Há 30 anos, eu trabalho sem parar, apenas com poucos meses de desemprego antes dos 20 anos e descansos curtos (e cada vez mais interrompidos pelas demandas da carreira).
Meu primeiro emprego foi aos 15 anos como atendente de uma locadora de vídeo em São Borja, no interior do Rio Grande do Sul. Com o aval dos meus pais (que queriam evitar que eu passasse as férias vadiando pela rua), eu ofereci minhas tardes a um empresário local em troca de dinheiro extra para vadiar pela rua com um pouco mais de estilo e reunir economias para minha primeira viagem sozinho.

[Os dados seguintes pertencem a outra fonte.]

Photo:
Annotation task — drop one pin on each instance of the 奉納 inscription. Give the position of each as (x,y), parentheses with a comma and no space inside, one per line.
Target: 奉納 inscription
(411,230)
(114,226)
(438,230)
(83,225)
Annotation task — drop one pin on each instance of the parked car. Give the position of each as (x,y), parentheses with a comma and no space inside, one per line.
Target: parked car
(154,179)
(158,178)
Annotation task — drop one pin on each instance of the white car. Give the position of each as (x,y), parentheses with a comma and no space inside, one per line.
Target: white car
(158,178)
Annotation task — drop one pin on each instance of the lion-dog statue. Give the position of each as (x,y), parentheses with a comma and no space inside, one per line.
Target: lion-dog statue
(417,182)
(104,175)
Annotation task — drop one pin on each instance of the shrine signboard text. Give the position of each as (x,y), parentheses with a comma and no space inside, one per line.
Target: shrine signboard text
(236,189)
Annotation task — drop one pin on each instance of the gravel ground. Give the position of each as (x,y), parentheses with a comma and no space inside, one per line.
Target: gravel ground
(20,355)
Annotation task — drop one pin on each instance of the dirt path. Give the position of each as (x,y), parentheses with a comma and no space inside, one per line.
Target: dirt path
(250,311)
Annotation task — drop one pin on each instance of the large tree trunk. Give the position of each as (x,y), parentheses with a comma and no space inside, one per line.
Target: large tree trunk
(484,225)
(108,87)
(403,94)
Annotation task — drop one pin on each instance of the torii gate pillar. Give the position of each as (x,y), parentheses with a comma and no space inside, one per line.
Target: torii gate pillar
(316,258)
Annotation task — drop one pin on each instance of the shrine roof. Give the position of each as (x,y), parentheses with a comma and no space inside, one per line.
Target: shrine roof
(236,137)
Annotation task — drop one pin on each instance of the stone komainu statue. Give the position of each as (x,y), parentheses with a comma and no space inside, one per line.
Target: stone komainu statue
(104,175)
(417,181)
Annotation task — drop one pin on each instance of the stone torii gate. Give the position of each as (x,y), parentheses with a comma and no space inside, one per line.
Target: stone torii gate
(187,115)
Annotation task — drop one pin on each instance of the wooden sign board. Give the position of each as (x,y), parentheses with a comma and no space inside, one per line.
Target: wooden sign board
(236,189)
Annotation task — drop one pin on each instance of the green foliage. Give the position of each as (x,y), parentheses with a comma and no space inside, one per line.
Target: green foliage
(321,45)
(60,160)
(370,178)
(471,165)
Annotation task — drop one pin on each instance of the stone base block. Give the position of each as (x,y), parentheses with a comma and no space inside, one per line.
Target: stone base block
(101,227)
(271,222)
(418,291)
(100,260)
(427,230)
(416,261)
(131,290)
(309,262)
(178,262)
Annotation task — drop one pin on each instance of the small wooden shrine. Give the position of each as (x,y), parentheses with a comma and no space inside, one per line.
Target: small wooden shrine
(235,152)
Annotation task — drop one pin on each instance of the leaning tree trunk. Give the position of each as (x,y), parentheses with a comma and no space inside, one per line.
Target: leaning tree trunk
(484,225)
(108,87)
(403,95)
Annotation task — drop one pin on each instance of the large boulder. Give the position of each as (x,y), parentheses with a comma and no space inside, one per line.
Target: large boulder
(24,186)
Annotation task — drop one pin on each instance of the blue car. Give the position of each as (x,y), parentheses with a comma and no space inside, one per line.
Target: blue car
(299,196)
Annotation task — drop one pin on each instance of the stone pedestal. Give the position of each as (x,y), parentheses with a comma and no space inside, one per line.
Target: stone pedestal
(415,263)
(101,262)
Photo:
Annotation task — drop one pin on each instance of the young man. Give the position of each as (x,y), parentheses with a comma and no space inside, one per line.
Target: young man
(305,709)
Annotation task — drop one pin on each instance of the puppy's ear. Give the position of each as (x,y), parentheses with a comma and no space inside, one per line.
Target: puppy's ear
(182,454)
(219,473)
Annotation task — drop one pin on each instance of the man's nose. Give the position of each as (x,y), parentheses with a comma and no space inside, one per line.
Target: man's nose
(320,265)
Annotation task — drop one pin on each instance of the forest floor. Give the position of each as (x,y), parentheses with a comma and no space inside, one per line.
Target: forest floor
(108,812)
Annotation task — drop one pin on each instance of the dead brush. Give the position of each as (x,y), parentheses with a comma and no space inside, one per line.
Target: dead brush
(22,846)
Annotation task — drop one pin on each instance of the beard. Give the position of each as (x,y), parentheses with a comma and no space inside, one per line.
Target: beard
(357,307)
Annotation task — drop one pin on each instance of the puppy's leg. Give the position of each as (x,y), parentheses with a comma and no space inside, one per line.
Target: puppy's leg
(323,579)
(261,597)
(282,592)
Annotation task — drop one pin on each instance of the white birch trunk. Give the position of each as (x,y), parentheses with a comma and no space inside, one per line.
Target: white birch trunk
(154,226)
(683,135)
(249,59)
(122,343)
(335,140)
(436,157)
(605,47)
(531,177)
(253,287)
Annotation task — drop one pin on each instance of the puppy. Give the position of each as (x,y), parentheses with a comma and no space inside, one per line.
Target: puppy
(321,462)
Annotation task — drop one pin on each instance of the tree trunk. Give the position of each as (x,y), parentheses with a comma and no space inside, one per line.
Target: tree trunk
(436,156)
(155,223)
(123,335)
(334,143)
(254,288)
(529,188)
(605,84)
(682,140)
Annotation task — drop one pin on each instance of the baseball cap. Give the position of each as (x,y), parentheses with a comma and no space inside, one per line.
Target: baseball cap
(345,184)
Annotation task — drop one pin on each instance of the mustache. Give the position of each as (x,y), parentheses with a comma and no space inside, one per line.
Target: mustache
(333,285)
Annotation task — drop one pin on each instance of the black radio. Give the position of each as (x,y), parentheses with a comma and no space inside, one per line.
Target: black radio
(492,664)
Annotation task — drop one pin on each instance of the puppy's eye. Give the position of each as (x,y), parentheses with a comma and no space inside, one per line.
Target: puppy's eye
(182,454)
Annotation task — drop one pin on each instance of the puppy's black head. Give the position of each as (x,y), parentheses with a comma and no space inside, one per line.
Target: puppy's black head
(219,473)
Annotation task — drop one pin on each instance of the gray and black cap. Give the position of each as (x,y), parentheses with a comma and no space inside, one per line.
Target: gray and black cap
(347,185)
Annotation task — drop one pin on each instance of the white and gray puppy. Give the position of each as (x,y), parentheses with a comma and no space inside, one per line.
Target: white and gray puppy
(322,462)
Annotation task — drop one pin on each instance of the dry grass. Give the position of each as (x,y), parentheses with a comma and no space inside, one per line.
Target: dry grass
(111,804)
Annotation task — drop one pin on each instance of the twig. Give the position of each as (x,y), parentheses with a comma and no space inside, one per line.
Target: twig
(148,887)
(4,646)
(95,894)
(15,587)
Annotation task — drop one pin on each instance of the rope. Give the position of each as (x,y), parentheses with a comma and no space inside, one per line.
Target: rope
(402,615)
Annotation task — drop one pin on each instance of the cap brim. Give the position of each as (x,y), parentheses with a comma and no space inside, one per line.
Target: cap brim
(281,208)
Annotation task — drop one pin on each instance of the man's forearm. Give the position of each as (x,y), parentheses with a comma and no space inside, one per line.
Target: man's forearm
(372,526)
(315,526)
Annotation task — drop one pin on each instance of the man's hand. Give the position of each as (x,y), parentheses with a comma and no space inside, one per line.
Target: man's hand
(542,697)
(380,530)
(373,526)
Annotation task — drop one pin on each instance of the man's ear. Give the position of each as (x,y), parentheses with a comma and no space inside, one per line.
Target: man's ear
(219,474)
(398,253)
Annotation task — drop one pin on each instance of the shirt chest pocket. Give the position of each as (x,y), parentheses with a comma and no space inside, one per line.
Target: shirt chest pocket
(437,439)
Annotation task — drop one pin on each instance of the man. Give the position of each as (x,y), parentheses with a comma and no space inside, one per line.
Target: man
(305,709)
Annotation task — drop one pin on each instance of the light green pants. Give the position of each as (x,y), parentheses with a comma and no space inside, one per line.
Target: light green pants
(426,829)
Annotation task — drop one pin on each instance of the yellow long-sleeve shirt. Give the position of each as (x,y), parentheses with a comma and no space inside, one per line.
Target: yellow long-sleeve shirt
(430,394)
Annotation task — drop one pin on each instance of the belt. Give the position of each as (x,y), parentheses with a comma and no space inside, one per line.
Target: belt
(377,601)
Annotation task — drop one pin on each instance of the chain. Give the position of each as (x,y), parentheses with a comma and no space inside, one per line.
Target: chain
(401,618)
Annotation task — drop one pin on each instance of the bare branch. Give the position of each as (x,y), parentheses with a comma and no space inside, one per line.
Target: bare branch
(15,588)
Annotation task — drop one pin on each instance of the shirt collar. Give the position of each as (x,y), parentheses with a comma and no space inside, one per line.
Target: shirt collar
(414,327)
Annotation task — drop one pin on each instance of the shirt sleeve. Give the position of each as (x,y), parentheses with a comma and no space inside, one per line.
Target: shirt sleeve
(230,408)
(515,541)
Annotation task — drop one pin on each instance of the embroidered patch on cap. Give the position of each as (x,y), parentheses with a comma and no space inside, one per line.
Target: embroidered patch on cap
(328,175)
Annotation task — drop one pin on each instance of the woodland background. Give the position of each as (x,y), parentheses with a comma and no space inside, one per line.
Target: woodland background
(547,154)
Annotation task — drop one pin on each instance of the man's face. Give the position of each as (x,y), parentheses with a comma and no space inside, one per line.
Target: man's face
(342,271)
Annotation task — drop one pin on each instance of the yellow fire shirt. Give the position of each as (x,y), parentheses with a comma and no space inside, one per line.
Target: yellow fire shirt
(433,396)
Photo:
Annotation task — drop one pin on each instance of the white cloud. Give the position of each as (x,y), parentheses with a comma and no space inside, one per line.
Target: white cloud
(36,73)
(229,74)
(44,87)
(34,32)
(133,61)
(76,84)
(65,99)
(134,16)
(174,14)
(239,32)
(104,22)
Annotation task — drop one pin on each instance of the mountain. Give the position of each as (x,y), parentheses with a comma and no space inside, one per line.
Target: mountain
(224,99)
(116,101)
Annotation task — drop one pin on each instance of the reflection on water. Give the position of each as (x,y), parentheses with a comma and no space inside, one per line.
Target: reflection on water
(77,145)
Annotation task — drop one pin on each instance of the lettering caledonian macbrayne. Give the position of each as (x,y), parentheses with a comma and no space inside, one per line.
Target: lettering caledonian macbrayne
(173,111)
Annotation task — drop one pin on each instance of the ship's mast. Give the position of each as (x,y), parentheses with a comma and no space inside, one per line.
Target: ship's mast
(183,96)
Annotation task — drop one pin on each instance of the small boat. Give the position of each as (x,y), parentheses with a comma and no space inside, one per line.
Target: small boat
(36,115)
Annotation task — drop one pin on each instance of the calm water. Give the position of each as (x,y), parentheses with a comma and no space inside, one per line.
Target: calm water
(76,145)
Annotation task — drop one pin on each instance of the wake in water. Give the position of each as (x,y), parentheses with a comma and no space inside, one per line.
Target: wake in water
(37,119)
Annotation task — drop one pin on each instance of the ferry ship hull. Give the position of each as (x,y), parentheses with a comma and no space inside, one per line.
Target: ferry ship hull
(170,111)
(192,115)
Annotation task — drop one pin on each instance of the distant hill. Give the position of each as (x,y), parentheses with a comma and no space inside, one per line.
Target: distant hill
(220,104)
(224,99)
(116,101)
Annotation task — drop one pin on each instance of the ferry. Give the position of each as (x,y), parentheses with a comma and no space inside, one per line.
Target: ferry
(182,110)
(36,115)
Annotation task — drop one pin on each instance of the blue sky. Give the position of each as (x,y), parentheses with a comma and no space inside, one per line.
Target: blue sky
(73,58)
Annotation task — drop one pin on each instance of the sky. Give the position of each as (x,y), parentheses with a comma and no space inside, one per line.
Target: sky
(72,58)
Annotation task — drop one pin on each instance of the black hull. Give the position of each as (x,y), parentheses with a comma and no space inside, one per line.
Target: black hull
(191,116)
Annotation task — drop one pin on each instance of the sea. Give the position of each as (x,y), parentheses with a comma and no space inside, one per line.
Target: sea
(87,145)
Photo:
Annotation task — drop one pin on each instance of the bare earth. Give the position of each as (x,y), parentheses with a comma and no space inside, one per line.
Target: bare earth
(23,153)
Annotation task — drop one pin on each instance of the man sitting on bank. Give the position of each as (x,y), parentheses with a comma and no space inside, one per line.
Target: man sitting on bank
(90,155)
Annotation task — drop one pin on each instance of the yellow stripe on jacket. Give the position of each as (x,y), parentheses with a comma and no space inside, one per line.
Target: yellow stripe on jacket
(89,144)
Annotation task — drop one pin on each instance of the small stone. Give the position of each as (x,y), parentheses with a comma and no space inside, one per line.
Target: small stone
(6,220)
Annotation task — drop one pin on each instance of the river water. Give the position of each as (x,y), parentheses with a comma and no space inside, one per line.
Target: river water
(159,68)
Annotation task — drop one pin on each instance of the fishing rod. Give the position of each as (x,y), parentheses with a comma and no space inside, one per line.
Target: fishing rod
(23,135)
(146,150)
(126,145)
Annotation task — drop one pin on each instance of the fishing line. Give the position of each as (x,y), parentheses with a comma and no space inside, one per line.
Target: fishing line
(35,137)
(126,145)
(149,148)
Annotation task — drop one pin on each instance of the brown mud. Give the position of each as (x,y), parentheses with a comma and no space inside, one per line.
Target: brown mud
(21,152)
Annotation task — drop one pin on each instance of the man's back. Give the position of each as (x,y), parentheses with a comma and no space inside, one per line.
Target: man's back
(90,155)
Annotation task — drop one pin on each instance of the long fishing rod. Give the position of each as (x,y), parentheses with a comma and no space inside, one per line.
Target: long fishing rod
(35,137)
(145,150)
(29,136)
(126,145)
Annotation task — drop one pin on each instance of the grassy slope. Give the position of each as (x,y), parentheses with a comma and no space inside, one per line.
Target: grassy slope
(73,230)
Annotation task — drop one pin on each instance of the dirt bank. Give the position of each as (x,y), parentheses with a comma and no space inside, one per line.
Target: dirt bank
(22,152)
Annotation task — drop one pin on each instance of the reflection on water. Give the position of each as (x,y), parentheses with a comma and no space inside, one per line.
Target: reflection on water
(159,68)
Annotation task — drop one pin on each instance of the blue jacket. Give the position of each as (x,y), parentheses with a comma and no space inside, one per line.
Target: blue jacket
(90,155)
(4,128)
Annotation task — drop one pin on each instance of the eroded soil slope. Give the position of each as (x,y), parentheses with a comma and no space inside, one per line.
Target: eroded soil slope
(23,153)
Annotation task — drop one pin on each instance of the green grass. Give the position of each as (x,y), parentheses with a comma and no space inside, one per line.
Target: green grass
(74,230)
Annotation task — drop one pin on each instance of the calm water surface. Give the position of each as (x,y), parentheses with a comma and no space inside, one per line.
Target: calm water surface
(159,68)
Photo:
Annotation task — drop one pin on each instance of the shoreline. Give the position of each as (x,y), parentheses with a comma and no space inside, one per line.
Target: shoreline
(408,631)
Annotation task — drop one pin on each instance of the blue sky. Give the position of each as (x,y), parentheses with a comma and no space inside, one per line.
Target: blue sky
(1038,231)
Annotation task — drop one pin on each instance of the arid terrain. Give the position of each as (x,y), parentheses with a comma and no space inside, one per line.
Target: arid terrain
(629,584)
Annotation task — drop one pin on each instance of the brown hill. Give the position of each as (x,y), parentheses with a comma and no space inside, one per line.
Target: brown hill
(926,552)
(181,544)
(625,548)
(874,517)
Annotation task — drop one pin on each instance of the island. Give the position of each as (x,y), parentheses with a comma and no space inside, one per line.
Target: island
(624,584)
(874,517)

Depois fui balconista de farmácia de manipulação, pesquisador do IBGE, estagiário de comunicação, designer digital e acabei virando executivo de negócios em empresas de tecnologia. Nesse meio tempo, reservar dinheiro para o próximo destino sempre foi imprescindível.
Conheci um monte de lugares incríveis. Seja para bater perna, estudar, aproveitar uma praia, visitar mais uma cervejaria ou comer bem, até 2020, eu estava sempre pronto para fazer as malas. A parte chata era só, depois de voltar para casa, ter que esperar outros tantos meses para poder sair da rotina de São Paulo e Porto Alegre de novo.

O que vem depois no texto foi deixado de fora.